Ocorre que o documento elaborado pela relatora da comissão, a senadora Eliziane Gama (PSD-MA), não apresenta comprovações dos eventuais crimes imputados aos denunciados, parte dos investigados calou-se ao prestar depoimento e os principais fatos foram relatados com base em apurações feitas pela Polícia Federal, cujos dados foram repassados ao colegiado, que, por seu lado, nada apurou de novo.

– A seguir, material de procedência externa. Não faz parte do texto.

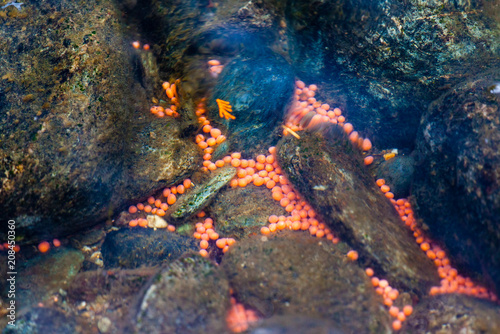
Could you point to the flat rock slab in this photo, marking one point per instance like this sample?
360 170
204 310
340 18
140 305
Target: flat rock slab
457 185
43 320
201 195
136 247
259 88
292 273
329 173
191 295
239 212
45 274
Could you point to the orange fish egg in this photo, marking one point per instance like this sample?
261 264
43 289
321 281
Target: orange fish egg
43 247
352 255
366 145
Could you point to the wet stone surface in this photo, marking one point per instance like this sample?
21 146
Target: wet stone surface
398 172
390 59
457 187
296 325
294 274
76 137
140 247
43 320
325 168
240 212
188 296
45 274
453 314
258 89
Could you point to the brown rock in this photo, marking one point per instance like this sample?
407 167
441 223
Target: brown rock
329 173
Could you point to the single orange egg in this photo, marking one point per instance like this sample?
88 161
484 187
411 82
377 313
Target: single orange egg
43 247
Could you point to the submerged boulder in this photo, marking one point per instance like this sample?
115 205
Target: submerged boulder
457 185
329 173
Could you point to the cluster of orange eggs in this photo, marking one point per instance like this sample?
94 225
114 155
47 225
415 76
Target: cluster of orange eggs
389 295
306 112
158 206
44 246
205 231
451 281
210 138
171 91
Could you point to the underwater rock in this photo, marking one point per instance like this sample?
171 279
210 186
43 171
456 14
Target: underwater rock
388 59
240 212
75 120
398 173
201 195
191 295
43 320
259 88
45 274
457 185
295 274
296 325
136 247
457 313
329 173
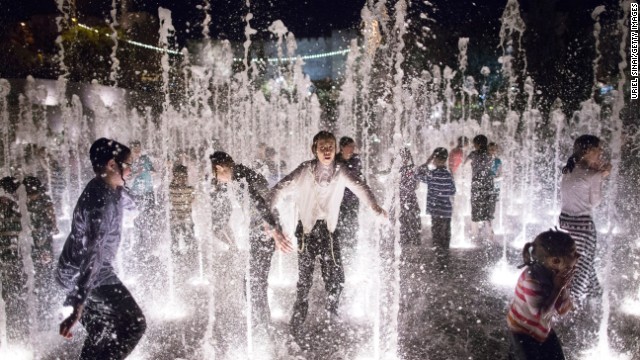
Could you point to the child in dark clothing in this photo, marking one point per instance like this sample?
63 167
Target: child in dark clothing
542 293
237 180
441 189
113 320
483 199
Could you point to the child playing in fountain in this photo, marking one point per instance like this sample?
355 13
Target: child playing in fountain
483 200
580 191
441 188
183 245
112 318
542 292
317 187
234 181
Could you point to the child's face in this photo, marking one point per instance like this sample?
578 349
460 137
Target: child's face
563 263
223 173
348 150
439 162
326 151
593 156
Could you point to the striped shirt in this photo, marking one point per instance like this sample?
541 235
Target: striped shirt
526 315
440 190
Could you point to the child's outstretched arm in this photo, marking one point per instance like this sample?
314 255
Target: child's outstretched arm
363 192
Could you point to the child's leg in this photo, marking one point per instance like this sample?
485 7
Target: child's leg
262 250
332 270
114 323
306 259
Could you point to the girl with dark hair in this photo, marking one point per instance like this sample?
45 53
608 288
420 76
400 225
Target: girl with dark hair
317 187
483 200
542 292
112 318
580 191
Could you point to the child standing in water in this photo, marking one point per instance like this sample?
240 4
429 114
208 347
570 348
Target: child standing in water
580 190
113 320
441 188
483 201
542 292
317 187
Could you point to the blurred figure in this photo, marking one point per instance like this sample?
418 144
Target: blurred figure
410 224
457 154
183 243
581 192
347 228
483 202
440 190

O ex-presidente nem sequer foi chamado a depor ou teve seus sigilos quebrados pela comissão. Além disso, o relatório será agora encaminhado à PF e à Procuradoria-Geral da República (PGR), a quem compete decidir se os denunciados responderão ou não pelos supostos crimes. A própria relatora diz que os investigadores “farão naturalmente o aprofundamento da investigação” e que “a denúncia caberá ao Ministério Público”. Trata-se, portanto, de mera sugestão.

Esperança

Mesmo assim, a relatora se diz “otimista” e aponta um “novo momento” na PGR — o mandato de Augusto Aras se encerrou em setembro, e o presidente Lula deve indicar um nome de sua confiança para o posto.

Além de Bolsonaro, a CPMI sugeriu o indiciamento de nada menos do que oito generais do Exército e do almirante Almir Garnier, ex-comandante da Marinha, que tiveram posições de destaque durante o governo Bolsonaro, quase todos hoje na reserva e que, segundo os parlamentares, tiveram participação na tentativa de golpe.

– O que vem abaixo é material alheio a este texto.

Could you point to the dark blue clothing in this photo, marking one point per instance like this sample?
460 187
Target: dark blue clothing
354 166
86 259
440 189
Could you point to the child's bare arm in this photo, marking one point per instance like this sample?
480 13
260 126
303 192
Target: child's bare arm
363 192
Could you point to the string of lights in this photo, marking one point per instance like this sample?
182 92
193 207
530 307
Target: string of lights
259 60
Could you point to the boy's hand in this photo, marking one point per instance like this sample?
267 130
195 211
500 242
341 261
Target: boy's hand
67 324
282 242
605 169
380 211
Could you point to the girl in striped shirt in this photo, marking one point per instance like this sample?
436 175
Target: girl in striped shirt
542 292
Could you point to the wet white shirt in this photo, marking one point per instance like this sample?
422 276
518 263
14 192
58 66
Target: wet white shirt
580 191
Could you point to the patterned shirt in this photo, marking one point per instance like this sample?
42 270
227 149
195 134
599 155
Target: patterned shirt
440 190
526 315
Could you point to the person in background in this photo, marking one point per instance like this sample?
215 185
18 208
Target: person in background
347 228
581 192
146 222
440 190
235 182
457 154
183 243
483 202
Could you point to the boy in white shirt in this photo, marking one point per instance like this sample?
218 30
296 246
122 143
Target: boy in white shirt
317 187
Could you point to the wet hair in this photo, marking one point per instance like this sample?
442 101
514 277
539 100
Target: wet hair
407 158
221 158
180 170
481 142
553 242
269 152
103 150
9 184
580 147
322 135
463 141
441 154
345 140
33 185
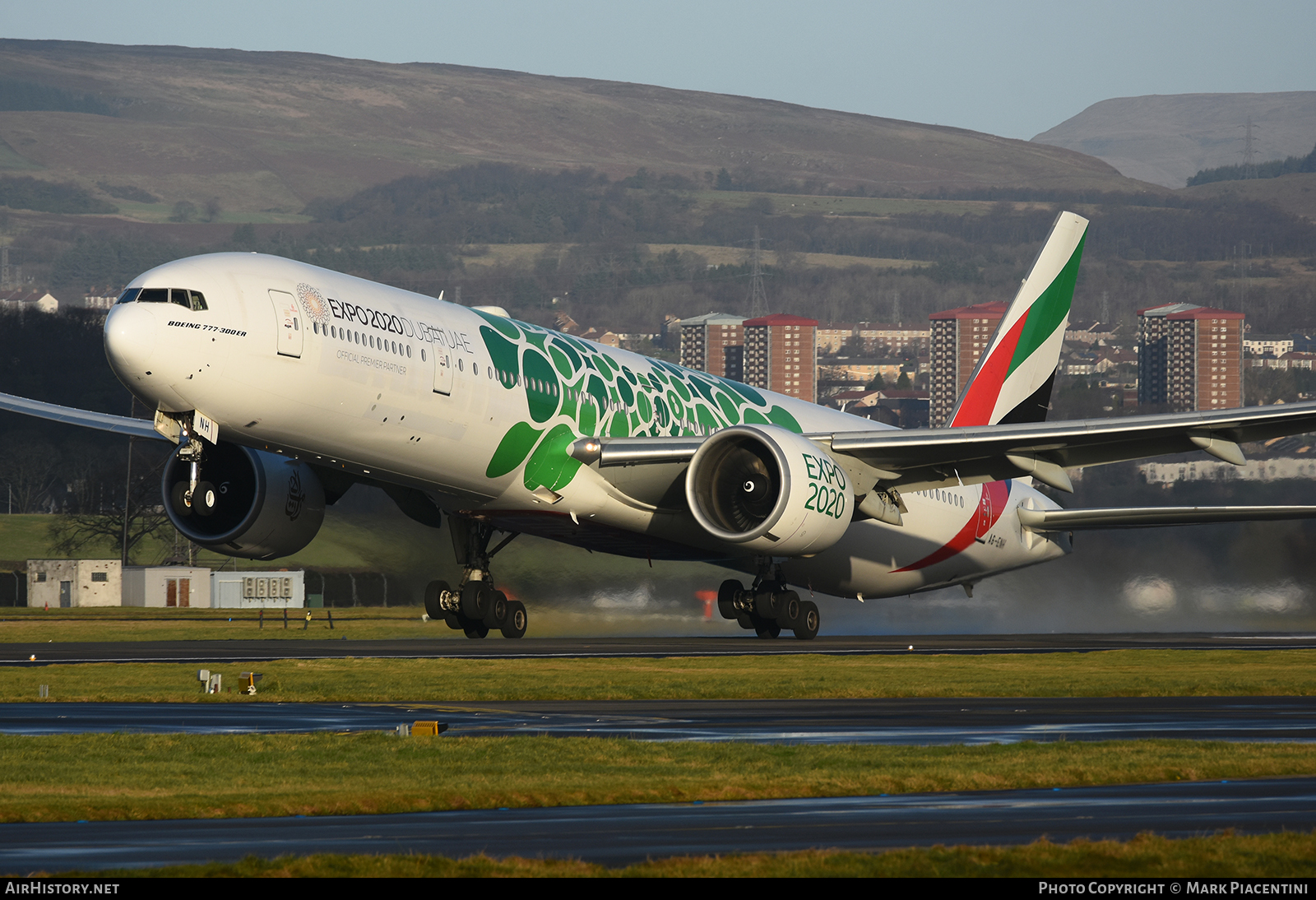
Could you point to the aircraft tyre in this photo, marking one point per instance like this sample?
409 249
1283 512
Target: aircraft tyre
517 620
807 625
477 599
789 608
433 591
498 610
727 597
178 496
204 499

Além dos ex-ministros palacianos Walter Braga Netto, Augusto Heleno e Luiz Eduardo Ramos, o relatório também traz os nomes do ex-comandante do Exército Marco Antônio Freire Gomes e de Paulo Sérgio Nogueira, ex-ministro da Defesa; além do ex-chefe do Comando Militar do Planalto Gustavo Henrique Dutra de Menezes, o único dos generais implicados na comissão que segue na ativa.

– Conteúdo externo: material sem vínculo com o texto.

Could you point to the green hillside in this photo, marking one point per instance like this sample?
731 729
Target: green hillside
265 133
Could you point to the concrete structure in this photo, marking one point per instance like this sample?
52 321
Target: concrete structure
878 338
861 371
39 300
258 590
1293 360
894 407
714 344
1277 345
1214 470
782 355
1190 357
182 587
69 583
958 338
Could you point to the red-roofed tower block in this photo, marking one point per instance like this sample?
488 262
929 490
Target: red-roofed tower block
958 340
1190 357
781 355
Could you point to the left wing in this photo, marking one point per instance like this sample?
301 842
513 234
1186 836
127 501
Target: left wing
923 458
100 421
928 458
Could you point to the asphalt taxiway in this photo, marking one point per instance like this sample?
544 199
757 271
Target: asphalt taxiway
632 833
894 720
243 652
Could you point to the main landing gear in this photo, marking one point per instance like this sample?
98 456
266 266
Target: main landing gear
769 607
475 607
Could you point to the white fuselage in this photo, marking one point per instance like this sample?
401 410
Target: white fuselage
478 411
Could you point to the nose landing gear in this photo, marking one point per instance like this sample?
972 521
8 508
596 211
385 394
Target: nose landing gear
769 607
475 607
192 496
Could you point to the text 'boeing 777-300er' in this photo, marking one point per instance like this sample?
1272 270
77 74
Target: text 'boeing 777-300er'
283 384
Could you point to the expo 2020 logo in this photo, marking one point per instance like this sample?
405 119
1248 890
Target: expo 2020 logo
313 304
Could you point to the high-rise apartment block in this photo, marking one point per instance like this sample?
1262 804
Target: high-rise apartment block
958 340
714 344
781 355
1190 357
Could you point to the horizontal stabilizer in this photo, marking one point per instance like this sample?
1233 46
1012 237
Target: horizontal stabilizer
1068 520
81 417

A CPMI pediu o indiciamento ainda de Carlos José Russo Assumpção Penteado e Carlos Feitosa, que eram do Gabinete de Segurança Institucional (GSI), e do general Ridauto Fernandes, flagrado dando instruções a golpistas no dia da invasão dos palácios em 8 de janeiro.

O andamento dos trabalhos da CPMI foi marcado pela disputa entre os aliados do Palácio do Planalto e os da oposição, e o relatório final foi aprovado por 20 votos a 11. Ligada ao ministro da Justiça, Flávio Dino, a relatora Eliziane antagonizou em inúmeras situações com o presidente da comissão, o bolsonarista Arthur Maia (União), e viu frustradas suas tentativas de convocar o ex-presidente e de ter acesso a seus dados financeiros.

A partir de agora, o resultado da CPMI dificilmente terá desdobramentos, já que o governo Lula evita a todo custo entrar em conflito com as Forças Armadas e a cúpula militar procurou o ministro da Defesa, José Múcio, para reclamar que o Exército estaria sendo alvo de perseguição e vingança com a investigação.

Politicamente, contudo, o objetivo da comissão parece ter sido atingido. Afinal, parlamentares acabaram transformando o colegiado em palco para suas pretensões políticas no futuro.